Filter abbreviations list for each language
CONTEXT:
Nazia: My general observation from the list of abbreviations is that it is quite faulty in itself. For example, it contains entries like it. . Now with our current implementation, if a sentence ends in it. and it gets marked as an abbreviation, then we proceed to concatenate it with next sentence segment (logic: if (last word of 1st sentence + 1st word of 2nd sentence) matches an abbreviation -> the sentence was likely split on an abbreviation. so we concatenate the wrongly split segments of the same word ) . To ensure better coverage for sentences like, Have Moly and Co. made it to the program? we also look for the last word of 1st sentence and 1st word of second sentence individually in the abbreviations list. While this individual checking ensures that we concatenate to sentence splits ["Have Moly and Co.", "made it to the party"] as Co. exists in the abvr list - it also causes problems with passages like Just because you've always done it this way, it doesn't mean that it's the best way to do it. Tom claims he has telepathic powers. . Here the splitter at first DOES split on it. , but in post processing finds that it. exists in the abbreviations list. so it concatenates the sentence with the subsequent sentence.

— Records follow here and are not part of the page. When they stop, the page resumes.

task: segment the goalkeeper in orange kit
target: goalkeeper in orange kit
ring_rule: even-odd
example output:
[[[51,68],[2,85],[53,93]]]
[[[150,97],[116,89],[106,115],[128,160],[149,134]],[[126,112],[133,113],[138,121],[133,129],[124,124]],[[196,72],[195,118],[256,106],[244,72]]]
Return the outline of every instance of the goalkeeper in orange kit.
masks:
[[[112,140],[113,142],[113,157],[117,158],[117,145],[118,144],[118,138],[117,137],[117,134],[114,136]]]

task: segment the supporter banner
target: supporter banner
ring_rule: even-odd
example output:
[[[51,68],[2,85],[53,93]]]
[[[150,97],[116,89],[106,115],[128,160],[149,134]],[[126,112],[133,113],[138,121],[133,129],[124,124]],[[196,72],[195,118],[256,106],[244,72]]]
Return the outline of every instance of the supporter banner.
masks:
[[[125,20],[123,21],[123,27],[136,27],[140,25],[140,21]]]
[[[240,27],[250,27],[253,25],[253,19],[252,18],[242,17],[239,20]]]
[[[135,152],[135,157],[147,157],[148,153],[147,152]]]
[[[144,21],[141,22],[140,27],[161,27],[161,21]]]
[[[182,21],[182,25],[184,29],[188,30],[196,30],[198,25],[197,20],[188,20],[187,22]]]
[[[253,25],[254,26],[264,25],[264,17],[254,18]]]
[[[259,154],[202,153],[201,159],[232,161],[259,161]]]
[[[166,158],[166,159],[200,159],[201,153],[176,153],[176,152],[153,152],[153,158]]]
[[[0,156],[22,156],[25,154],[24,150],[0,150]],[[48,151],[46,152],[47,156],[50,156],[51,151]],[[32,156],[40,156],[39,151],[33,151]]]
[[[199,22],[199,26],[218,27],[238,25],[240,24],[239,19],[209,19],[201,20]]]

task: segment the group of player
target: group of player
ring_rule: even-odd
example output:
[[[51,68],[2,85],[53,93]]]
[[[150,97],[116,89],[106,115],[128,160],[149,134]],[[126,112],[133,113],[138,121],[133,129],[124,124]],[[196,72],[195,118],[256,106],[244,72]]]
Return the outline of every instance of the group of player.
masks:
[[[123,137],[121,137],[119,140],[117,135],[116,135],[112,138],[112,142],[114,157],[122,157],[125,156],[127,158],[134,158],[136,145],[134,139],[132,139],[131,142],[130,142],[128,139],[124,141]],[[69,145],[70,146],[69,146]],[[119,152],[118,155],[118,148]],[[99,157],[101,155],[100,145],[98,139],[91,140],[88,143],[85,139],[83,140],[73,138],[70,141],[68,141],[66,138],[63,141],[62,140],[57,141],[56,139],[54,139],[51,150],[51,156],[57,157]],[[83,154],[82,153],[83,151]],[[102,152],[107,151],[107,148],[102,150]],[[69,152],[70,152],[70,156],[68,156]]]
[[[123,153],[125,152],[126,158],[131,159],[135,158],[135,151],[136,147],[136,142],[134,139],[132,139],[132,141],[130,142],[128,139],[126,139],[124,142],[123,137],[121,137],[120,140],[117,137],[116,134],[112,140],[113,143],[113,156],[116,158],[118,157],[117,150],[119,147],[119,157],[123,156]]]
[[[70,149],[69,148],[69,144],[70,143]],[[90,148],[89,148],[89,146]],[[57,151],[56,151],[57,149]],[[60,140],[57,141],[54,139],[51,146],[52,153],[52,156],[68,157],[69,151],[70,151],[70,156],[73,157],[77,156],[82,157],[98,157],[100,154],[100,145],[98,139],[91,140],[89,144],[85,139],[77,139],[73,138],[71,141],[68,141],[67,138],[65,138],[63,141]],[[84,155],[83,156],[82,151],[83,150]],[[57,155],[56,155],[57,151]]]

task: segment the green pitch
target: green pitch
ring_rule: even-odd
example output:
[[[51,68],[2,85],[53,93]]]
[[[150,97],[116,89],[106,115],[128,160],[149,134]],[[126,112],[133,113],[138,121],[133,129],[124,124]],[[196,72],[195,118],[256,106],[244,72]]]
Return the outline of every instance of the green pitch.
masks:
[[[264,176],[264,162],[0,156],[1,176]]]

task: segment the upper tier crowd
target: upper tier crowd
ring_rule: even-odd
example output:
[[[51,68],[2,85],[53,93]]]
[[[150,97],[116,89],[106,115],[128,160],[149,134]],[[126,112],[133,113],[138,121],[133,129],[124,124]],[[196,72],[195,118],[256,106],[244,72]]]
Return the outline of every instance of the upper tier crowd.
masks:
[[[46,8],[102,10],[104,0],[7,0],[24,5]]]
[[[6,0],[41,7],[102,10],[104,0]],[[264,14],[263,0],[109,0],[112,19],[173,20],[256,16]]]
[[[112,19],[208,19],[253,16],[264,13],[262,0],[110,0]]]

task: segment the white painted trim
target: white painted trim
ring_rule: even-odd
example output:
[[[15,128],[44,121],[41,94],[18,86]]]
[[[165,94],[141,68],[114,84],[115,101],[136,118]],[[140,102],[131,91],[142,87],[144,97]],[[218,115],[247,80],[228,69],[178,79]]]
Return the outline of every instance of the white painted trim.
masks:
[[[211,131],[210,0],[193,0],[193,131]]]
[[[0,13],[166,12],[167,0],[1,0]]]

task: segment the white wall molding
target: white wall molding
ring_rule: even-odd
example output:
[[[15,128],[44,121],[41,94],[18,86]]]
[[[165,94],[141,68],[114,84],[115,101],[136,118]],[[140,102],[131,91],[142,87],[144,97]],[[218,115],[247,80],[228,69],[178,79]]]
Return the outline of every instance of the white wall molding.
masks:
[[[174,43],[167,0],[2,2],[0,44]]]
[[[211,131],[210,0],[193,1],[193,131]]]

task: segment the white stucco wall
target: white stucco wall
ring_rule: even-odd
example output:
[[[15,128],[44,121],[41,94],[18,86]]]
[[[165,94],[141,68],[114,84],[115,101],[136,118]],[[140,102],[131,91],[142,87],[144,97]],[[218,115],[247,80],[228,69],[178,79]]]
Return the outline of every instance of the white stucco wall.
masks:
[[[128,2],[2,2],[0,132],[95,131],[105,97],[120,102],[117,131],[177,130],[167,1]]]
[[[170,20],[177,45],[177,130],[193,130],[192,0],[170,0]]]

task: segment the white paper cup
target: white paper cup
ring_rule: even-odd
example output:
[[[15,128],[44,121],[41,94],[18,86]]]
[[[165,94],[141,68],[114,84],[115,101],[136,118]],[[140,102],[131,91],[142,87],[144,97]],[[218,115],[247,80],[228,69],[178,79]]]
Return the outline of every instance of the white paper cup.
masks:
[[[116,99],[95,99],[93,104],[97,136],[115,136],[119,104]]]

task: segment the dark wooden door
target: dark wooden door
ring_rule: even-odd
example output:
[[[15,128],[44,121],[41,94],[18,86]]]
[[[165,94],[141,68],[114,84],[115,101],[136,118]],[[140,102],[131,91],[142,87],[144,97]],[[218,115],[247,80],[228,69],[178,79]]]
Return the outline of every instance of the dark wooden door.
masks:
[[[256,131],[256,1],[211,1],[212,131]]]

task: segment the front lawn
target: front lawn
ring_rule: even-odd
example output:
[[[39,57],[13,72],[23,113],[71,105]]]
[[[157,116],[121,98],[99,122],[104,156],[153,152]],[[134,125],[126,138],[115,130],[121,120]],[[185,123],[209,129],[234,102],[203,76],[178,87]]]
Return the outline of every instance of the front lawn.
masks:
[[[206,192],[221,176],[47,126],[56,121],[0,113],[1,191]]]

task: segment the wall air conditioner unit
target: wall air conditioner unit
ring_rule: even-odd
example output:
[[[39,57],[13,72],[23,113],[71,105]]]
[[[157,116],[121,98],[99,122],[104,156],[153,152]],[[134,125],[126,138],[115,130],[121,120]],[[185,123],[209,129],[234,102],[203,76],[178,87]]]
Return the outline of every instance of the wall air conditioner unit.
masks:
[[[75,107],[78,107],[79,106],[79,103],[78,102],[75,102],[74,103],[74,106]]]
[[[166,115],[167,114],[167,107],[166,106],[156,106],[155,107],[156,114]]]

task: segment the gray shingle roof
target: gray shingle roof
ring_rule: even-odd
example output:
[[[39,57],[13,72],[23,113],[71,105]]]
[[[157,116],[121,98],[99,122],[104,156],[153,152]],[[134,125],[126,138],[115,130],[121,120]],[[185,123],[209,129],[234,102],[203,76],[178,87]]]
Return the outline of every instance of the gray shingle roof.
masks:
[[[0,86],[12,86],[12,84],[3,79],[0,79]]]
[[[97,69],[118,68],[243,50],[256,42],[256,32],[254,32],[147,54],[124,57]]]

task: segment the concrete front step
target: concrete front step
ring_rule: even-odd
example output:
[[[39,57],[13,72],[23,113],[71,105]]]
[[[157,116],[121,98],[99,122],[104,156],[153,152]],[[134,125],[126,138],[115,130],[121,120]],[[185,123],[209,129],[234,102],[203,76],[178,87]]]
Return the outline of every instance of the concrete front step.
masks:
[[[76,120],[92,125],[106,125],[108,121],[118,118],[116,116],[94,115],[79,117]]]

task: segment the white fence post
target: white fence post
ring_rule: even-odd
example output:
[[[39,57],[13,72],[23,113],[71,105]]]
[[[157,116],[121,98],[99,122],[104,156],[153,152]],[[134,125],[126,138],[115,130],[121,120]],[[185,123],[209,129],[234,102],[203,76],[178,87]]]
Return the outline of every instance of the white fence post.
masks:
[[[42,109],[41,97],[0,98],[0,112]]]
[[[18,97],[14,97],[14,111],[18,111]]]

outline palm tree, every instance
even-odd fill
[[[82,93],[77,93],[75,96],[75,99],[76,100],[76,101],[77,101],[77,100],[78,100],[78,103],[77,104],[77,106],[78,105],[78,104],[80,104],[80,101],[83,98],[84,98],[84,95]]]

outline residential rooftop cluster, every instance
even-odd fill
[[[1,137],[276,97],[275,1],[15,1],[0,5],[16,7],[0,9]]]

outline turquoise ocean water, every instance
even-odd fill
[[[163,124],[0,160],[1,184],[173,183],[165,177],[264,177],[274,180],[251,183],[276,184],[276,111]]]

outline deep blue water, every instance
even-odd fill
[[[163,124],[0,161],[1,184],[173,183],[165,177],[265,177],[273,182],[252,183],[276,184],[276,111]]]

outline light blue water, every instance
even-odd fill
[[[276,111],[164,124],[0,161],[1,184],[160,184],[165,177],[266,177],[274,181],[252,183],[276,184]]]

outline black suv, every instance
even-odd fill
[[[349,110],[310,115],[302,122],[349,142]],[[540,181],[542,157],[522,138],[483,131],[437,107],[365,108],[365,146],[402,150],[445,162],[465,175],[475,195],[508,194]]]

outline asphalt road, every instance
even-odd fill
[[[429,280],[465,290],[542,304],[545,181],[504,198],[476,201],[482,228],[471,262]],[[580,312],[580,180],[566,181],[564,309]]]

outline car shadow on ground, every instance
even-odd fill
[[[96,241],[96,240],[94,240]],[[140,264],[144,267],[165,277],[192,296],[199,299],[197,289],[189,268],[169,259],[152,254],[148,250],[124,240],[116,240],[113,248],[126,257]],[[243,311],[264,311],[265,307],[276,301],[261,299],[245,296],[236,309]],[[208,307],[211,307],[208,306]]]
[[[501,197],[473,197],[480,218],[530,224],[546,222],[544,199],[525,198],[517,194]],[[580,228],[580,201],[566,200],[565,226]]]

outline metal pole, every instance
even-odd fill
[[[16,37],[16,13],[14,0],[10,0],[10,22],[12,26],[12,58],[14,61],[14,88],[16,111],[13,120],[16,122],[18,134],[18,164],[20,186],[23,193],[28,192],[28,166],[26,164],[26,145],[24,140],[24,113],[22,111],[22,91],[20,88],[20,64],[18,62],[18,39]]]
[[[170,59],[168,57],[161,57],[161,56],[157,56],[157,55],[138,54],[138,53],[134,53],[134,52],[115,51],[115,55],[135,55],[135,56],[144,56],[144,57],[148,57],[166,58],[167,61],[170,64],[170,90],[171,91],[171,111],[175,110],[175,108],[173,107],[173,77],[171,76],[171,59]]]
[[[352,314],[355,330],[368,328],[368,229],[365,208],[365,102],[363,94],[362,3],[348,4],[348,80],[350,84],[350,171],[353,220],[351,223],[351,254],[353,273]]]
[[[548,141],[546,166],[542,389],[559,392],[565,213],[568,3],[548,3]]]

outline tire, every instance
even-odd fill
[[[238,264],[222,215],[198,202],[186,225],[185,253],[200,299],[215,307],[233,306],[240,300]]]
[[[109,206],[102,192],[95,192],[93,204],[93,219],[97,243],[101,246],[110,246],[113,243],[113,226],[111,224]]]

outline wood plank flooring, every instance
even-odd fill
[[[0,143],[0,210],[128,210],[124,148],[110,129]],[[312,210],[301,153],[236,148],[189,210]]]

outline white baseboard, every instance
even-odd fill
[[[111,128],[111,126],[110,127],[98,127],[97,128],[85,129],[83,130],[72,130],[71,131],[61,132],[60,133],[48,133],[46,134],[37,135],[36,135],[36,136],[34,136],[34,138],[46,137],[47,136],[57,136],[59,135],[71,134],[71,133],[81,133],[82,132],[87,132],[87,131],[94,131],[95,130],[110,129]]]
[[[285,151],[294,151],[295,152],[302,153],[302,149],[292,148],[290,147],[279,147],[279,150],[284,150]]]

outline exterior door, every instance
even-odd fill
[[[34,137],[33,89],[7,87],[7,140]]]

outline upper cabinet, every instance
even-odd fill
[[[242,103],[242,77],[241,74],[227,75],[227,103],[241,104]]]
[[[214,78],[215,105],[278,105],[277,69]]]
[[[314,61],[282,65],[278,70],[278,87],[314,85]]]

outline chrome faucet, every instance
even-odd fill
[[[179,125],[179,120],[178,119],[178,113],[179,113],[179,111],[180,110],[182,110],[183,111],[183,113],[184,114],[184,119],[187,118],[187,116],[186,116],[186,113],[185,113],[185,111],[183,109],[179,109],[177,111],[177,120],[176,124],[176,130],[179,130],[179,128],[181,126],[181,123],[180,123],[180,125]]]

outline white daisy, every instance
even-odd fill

Isaac: Maybe a function that takes in an article text and splits on whitespace and counts how many times a word like "it" appears by itself vs. with the full stop? Doing this across lots of documents would hopefully show that the ratio of Co. to Co is quite high while the ratio of it. to it is quite low. We could use those differences to filter down the abbreviation list
Goals :
-
create separate abbreviation files for each wiktionary with filtration metadata -
create threshold filtered abbr list for each wiki project -
upload related codes and notebooks -
update the sentence segmentation code to consider language-specific abbreviations list -
have a fallback to global list
Process:
- Have a global list of abbreviations from wiktionaries
- For each wiki project, count the number of occurrences for each abbreviation
- For each of these abbreviations, count the number of times they appear without the ending punctuation, across a whole wikiproject
- Calculate ratio, r = occurrences with ending punctuation / (occurrences with + without punctuations)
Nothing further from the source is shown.